Principal Statistical Programmer (ADAM + TFL)
Updated: Today
Location: India-Asia Pacific - IND-Home-Based
Job ID: 25002899
Description
Syneos Health® is a leading fully integrated biopharmaceutical solutions organization focused on accelerating customer success. With our patient-centric Clinical Development model, we aim to simplify and streamline processes, making us easier to work with and for. Whether partnering as a Functional Service Provider or within a Full-Service environment, you'll collaborate with passionate problem solvers, innovating as a team to help achieve customer goals. At Syneos Health, we are driven by the passion to change lives.
Why Syneos Health
We are passionate about developing our people, offering career development and progression, supportive management, technical training, and peer recognition. Our Total Self culture unites us globally and fosters an environment where everyone feels like they belong.
Job Responsibilities
The ideal candidate will have over 5 years of experience in statistical programming within clinical research, supporting Phase 2 and Phase 3 studies. Responsibilities include leading programming activities, overseeing deliverables, and ensuring regulatory compliance.

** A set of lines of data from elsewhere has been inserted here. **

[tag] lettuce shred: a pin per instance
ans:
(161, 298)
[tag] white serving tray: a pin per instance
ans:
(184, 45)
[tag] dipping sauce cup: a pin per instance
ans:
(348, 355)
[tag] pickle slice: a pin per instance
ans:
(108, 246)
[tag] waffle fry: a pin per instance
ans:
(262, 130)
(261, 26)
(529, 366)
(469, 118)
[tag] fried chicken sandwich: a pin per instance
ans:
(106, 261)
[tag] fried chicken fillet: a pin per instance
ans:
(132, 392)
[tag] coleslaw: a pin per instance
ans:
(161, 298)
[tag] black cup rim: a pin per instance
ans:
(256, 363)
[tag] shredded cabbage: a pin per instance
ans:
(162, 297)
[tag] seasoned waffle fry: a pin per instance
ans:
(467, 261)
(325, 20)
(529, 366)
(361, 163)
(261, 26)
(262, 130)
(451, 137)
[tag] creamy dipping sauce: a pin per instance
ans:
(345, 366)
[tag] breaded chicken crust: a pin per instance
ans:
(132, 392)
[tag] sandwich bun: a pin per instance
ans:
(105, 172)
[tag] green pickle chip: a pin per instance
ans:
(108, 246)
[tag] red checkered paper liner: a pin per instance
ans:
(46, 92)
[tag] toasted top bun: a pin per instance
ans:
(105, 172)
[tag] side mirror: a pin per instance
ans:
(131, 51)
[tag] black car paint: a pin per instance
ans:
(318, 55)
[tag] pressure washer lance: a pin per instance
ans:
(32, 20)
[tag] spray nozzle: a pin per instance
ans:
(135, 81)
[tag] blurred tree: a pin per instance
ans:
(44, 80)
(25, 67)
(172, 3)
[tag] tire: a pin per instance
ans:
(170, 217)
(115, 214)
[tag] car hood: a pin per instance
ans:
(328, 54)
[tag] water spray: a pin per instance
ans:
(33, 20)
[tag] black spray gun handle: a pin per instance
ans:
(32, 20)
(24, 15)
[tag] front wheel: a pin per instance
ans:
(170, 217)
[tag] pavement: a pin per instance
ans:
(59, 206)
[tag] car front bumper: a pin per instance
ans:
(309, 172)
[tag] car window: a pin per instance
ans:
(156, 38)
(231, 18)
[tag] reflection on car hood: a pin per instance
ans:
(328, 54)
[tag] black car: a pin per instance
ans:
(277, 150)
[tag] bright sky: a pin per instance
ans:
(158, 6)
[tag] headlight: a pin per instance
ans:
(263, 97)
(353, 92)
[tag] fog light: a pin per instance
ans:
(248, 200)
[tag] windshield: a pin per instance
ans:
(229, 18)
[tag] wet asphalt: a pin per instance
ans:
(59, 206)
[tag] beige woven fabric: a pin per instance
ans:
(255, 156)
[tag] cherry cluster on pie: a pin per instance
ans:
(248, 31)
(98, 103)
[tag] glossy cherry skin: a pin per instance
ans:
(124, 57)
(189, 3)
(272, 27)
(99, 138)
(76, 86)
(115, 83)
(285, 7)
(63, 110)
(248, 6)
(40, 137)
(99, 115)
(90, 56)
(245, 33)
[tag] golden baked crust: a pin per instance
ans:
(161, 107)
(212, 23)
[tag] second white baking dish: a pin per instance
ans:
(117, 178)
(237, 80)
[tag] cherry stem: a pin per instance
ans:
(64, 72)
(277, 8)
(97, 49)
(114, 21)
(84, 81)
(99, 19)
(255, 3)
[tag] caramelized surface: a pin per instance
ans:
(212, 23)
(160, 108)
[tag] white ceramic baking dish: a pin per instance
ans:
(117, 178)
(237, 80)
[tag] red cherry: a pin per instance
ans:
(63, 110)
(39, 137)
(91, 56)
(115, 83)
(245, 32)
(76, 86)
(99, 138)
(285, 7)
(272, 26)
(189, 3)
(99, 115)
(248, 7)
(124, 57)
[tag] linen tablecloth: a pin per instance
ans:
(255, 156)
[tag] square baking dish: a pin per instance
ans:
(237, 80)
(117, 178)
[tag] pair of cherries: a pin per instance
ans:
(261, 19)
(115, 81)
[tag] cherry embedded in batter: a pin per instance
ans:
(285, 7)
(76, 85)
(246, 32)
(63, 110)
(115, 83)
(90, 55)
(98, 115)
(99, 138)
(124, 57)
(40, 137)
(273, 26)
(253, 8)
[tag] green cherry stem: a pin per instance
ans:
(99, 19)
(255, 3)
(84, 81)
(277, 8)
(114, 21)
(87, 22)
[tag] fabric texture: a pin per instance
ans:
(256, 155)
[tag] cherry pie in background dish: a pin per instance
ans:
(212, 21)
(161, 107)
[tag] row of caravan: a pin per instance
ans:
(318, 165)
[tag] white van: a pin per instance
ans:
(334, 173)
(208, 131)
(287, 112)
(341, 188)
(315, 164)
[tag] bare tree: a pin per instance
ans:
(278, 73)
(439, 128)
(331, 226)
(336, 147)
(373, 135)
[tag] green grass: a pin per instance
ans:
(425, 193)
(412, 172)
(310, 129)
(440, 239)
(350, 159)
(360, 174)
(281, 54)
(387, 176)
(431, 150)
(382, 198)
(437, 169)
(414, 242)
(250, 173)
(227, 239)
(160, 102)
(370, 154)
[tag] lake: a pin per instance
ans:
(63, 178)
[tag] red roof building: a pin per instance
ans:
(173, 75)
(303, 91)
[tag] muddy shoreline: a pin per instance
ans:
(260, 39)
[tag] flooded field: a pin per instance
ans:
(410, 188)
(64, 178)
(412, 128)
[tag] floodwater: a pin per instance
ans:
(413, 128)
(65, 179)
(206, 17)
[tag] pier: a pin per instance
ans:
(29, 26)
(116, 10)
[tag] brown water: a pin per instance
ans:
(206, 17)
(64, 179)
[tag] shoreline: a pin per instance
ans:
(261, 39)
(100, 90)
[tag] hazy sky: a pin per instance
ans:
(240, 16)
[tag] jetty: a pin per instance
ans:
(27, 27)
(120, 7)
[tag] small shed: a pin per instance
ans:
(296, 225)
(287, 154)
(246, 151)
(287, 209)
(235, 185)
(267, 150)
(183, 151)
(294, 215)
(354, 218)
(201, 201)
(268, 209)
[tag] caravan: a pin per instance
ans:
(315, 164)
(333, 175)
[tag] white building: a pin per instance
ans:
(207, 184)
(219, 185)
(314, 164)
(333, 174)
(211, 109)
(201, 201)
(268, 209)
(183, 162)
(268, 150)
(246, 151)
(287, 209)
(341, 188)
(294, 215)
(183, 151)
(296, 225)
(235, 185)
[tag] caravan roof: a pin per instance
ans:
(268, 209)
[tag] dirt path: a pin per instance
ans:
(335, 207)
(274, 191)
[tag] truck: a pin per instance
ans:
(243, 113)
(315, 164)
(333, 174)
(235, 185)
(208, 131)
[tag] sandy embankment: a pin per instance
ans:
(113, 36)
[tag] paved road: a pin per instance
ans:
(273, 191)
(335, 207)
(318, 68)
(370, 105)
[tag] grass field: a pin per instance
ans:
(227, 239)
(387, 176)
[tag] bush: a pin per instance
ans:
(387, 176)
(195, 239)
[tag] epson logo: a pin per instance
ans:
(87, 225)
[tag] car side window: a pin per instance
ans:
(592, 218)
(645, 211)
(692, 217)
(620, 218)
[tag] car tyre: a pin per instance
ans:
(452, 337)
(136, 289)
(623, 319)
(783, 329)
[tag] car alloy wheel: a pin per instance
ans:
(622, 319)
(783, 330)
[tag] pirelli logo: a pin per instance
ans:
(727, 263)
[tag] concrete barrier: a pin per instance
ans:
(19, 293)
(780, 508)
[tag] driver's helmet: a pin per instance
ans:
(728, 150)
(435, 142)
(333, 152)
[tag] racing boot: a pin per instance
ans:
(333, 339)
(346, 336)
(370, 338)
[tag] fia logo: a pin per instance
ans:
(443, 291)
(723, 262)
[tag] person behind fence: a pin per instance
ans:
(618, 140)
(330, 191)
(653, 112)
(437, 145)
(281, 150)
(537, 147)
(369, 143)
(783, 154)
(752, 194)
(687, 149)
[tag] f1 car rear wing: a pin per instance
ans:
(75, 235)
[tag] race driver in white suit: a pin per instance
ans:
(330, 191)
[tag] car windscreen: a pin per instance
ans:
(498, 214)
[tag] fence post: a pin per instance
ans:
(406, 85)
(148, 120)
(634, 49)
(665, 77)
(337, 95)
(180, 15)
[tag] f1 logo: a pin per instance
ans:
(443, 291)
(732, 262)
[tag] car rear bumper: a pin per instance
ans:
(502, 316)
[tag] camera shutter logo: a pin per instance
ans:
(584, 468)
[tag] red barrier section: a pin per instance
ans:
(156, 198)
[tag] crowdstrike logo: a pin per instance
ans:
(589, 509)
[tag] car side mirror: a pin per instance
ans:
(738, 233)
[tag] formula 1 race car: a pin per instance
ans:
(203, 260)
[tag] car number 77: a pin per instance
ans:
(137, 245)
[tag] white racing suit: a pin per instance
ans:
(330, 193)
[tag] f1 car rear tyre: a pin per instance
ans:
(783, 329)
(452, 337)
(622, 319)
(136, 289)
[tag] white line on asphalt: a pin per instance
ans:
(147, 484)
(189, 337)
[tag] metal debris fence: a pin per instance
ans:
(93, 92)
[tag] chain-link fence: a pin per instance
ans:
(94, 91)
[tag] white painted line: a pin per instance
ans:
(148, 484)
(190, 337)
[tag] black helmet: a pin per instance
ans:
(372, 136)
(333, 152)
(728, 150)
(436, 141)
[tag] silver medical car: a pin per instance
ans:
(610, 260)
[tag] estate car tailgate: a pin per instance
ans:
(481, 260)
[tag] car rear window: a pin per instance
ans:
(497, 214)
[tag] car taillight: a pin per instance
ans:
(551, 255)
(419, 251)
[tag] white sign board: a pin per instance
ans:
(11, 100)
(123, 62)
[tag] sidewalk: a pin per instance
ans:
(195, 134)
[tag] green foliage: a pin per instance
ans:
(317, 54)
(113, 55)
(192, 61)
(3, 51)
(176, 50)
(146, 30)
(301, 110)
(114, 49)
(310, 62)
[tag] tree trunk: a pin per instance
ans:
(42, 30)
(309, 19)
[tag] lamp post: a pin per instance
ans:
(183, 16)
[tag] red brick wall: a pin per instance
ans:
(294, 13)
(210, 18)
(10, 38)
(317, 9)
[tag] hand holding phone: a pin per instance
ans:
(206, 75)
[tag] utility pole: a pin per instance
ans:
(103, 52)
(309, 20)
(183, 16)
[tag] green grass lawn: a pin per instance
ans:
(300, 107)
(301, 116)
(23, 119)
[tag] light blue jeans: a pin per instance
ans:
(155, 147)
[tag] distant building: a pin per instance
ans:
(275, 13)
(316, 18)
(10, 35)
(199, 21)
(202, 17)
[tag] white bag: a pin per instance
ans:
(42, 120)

Develops custom programming code in SAS or other software to generate summary tables, data listings, graphs, and derived datasets according to the statistical analysis plan and programming specifications.
Ensures output quality and project requirements are met.
Performs validation programming and works with biostatisticians and team members to resolve discrepancies.
Keeps team members informed of progress and issues.
Follows SOPs, WIs, and regulatory guidelines (e.g., ICH).
Maintains well-organized project documentation and quality control materials, ensuring inspection readiness.
Manages scheduling and time constraints across multiple projects, adapting to changes in workload priorities.
Develops dataset and output specifications and proactively resolves programming issues.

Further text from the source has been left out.